Hyperreals
Between Perl and Ruby I try to find some time for math. As time passes I am more and more slow at digesting a page of stuff, but math is so beautiful! Reading a math book needs concentration and time to do exercises and think about what you learn to absorb it, which often gets interrupted by Real Life™ unfortunately.
I have founded an excellent book about a topic I wanted to read about sometime: Hyperreals. It is less than 300 pages long so I'll try to finish this one. Moreover the topic touches two areas I really enjoyed in the faculty: Mathematical Analysis and Mathematical Logic. (Well, to be honest I think I enjoyed everything except Statistics and Probability.)
A bit of History
Leibniz, Newton, and others in the 17th and 18th centuries use the ill-defined concept of infinitesimals. They base their math on these mysterious quantities, and do unknown things with them such as arithmetic, discarding terms when they are too small compared to other numbers, etc. Not very sound, but you know, the standard of rigour in math is a function of time :-).

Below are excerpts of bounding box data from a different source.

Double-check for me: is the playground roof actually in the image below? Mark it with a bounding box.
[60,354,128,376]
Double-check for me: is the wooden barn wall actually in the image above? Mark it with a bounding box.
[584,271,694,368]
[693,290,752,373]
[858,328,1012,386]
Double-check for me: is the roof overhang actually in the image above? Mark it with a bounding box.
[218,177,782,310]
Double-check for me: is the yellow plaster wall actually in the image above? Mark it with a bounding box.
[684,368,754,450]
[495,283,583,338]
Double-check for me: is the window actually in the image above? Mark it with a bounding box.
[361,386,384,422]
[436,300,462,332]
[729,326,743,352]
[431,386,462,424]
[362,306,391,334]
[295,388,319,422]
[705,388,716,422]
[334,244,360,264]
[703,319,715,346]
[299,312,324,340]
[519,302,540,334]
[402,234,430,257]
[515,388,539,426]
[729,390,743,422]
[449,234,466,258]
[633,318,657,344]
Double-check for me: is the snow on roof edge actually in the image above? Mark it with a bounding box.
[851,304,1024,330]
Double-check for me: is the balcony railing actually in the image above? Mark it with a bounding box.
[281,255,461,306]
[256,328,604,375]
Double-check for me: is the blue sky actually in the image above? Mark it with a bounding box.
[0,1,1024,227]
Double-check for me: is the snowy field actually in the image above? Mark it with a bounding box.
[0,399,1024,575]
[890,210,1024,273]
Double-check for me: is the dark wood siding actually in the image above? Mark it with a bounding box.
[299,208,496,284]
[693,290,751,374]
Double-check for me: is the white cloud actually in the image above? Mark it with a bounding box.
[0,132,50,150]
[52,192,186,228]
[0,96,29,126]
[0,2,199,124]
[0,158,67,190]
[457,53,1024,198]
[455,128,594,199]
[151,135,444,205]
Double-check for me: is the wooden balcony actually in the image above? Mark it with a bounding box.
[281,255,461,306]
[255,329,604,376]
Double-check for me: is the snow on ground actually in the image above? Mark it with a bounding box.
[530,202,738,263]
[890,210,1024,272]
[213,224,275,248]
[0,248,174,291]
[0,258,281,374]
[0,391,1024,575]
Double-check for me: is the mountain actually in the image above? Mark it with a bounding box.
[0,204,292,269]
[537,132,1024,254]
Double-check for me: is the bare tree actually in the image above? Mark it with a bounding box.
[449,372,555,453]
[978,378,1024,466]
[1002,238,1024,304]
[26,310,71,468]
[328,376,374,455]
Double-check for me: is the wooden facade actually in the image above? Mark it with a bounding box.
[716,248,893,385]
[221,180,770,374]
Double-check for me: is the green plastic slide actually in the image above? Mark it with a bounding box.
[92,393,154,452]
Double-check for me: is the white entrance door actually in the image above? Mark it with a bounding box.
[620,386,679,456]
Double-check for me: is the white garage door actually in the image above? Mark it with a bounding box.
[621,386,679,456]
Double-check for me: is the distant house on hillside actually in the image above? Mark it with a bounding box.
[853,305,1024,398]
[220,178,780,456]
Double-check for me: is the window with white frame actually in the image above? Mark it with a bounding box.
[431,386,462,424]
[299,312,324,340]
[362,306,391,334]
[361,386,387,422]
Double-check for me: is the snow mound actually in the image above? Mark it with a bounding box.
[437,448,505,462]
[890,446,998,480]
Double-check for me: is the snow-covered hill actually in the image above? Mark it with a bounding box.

So, epsilons and deltas weren't used originally. That's a formalism introduced in the 19th century by German mathematicians because at that time there were ambiguous definitions in the fundamentals of calculus and it was hard to move on in a confident way. Karl Weierstrass introduced the modern notion of rigour into Mathematical Analysis.
After the "refactoring" of the 19th infinitesimals were no longer used, everything was rigorously defined and proved in terms of epsilons and deltas, limit, continuity, differentiation, etc.
The Compactness Theorem
We jump now to the 20th century and the modern development of Mathematical Logic.
Without getting too specific, given a set of axioms we say that such mathematical entity is a model of them if the entity satisfies them. For example we say that the integers are a model of the axioms of a commutative ring. They are not a model of the axioms of a field, because there are non-null elements in Z that have no multiplicative inverse in Z.
Alright, there's a fundamental result in Mathematical Logic called Compactness Theorem that more or less says that if any finite subset of a (possibily infinite) set of axioms has a model, then the entire set of axioms has a model. We'd need to know Mathematical Logic to give a precise theorem but that idea is enough.
Take the axioms of an ordered field and add to them these:
Axiomn = there exists ε such that 0 < ε < 1/n.
Now, R and Q are models of any finite subset of these axioms, and it follows from the compactness theorem that there's a model of the entire set of axioms. That's an ordered field that has numbers strictly greater than zero and strictly less than 1/n for all n in N. There you have it, the infinitesimals back on scene.
A Construction Of The Hyperreals
Besides, that is not waving hands, the compactness theorem has a proof that actually constructs the model using a structure which is very used in logic called an ultraproduct . Reals can be constructed from the rationals using Dedekind cuts or equivalence classes of Cauchy sequences. I was lucky to see that construction in detail in my first year in the faculty. The Hyperreals are constructed as equivalence classes of real sequences modulus a nonprincipal ultrafilter on N. Two sequences are equivalent iff the set of indexes where their elements are equal belongs to the ultrafilter. The book motivates and goes through this construction. The existence of such a nonprincipal ultrafilter is not constructive though, it is proven using Zorn's Lemma.
The result is an ordered field, *R, that embeds the reals, has infinitesimals, and has as a consequence infinite numbers, greater than any real number: they are the multiplicative inverses of the infinitesimals the axioms of field guarantee. Properties of hyperreals are easily proven to hold in R thanks to the transfer principle, which informally explained says that any appropriately formulated statement is true of *R if and only if it is true of R. So you can work in *R and transfer the result to R by magic of the transfer principle. Of course the transfer principle has a precise meaning explained on Chapter 4.
A very important property of R for which the transfer principle cannot be applied is that R is complete, that is, every Cauchy sequence of real numbers converges in R. This had to happen because it is known that all complete ordered fields are isomorphic to R. So completeness is something we do not have in *R.
Non-Standard Analysis
This gave the chance to rewrite analysis using these contemporary infinitesimals with rigour. And this is what it is known as Non-Standard Analysis, which was introduced by the father of these ideas, Abraham Robinson.
The result is a beautiful and intuitive theory, where you can prove things talking about being infinitely close.